Review: The Story of Maths

I’ve got a baby taking up at least one arm for hours and hours every day, and not a ton of brainpower to focus on anything too intense. So I’ve been ripping through some history documentaries, and the drier the better. Soon the 2008 BBC series The Story of Maths appeared in my Netflix recommendations.

I don’t read or watch much pop science media, because a lot of it is just kinda lousy. It’s easy to see why: explaining complex ideas is hard enough when the audience has some of the necessary vocabulary and mathematical maturity. But when you can’t assume any level of fluency, often the best you can do is give a little hint of what’s going on. It’s like trying to perform Shakespeare with only shadow puppets and grunts.

In The Story of Maths, Oxford Professor Marcus du Sautoy describes the biggest ideas in math, using history as an entry point. The first episode tackles ancient mathematical history, finishing with the Greeks; the second profiles Asian and Arabic advances and their lead into Renaissance Europe; the third European Enlightenment math; and the last wraps up with the 20th century, centered largely around Hilbert’s problems. And they’re neat explorations. Du Sautoy actually manages to do a pretty thorough and accurate∗ plow through thousands of years of math in only four hours.

A challenge for documentary series is what to put on the screen while somebody talks. This series is part math lecture, part travelogue. Du Sautoy explains Egyptian math in front of the Pyramids, Chinese math in Tiananmen Square. He visits Euler’s old school in St. Petersburg, and a monument to Cantor in Germany. It makes for beautiful backgrounds, and has given me some ideas for where to go on future math side trips.

The series visualizes a lot of the mathematical concepts they talk about. Sometimes du Sautoy uses handy objects – food from a Syrian marketplace and a scale to describe how the Mesopotamians solved systems of linear equations, for example.
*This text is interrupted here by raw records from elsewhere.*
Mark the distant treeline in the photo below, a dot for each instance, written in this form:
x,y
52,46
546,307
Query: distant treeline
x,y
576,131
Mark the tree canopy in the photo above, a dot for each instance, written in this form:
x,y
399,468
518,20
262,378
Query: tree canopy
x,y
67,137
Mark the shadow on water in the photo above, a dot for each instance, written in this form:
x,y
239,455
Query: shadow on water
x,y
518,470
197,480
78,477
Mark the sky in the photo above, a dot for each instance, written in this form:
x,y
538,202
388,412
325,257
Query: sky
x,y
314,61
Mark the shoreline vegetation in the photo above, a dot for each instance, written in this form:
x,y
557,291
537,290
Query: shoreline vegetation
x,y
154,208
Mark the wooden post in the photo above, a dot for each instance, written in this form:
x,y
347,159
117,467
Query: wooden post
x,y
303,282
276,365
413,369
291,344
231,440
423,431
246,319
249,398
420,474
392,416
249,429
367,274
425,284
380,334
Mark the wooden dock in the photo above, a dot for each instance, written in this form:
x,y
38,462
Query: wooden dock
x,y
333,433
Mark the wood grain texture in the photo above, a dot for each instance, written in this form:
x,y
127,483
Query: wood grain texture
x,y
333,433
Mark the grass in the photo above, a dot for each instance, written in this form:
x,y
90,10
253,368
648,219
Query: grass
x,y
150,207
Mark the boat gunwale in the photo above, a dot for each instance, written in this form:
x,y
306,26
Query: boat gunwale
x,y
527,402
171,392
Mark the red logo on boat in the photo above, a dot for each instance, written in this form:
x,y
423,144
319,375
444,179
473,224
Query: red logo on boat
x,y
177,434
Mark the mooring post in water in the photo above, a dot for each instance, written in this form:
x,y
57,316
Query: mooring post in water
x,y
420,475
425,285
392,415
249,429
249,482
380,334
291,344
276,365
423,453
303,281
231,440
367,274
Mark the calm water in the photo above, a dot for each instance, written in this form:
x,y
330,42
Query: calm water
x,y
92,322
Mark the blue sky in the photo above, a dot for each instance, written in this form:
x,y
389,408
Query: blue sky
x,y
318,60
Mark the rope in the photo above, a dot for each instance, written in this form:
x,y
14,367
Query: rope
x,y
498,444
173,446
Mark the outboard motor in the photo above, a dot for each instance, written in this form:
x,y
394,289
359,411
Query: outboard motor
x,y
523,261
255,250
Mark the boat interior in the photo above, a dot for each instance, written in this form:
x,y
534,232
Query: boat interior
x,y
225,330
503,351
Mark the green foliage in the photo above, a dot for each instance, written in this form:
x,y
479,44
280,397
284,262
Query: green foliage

For more complicated displays, the series uses computer graphics. Sometimes it’s used well – their visual proof of the Pythagorean theorem is nice and straightforward – and sometimes…less so. CGI just appears for its own sake here and there, without really clarifying anything, and it sometimes comes off straight-up corny.

The real problem with the series is exactly what I said at the beginning: it’s hard to make a series for a general audience, especially one only four hours long. It’s necessarily fairly superficial with its treatment of mathematics. The explanation of how Egyptians multiply numbers was fast but probably understandable to pretty much anybody. The geometric way Mesopotamians solved quadratics at least gives you a feel for the technique. But as the series progresses, it starts to get hard to see any of the meat of the algorithms or concepts in the brief descriptions, unless you already know them to begin with.

That’s not to say mathematicians won’t enjoy the series. I loved the details that bring some of these people to life. Descartes was a mercenary! Poincaré preferred to work two hours in the morning and two hours in the evening, and just ponder math the rest of the day while doing other things! Euler’s descendant pronounces his name the way we’re all told not to say it! And it’s incredible to see how much the ancients were able to do without algebra, or even useful numerals.

Naturally, women are few and far between. There’re no women at all between Hypatia and Julia Robinson (Noether and Kovalevsky are mentioned on the way), unless you count an extensive description of Kurt Gödel’s very patient wife, or a bizarre story about a method to allow a Chinese emperor to sleep with all the members of his harem in a limited time. Nobody’s expecting 50-50 parity here, but a couple quick dives into some other female mathematicians would have been nice. There were at least a number of modern female mathematicians and historians interviewed, especially in the first episode where we hear a lot from Annette Imhausen and Eleanor Robson. Unfortunately none of the talking head scholars get named on-screen in the Netflix version, I assume due to an aspect ratio conversion problem.

I’m sometimes a little jealous of my professor friends in the humanities who show videos in class. I’ve never seen a video that would be an efficient use of class for more than a few minutes. I’d still never show these in their entirety, even in the history of math class. But there are a few excerpts that might be a nice way to break up a class period. And the anecdotes I picked up will definitely make their way into future classes. Students really like these biographical and historical details, and they help reinforce that math didn’t spring fully-formed from textbooks, but took thousands of years of hard work from fallible human beings to develop. If you’re looking for some low-impact, quiet tv over the break, you might enjoy it!

*There are a couple disappointing descents into numerology around the golden ratio and the Fibonacci sequence, and from what I know Plutarch’s account of Archimedes’ death is apocryphal.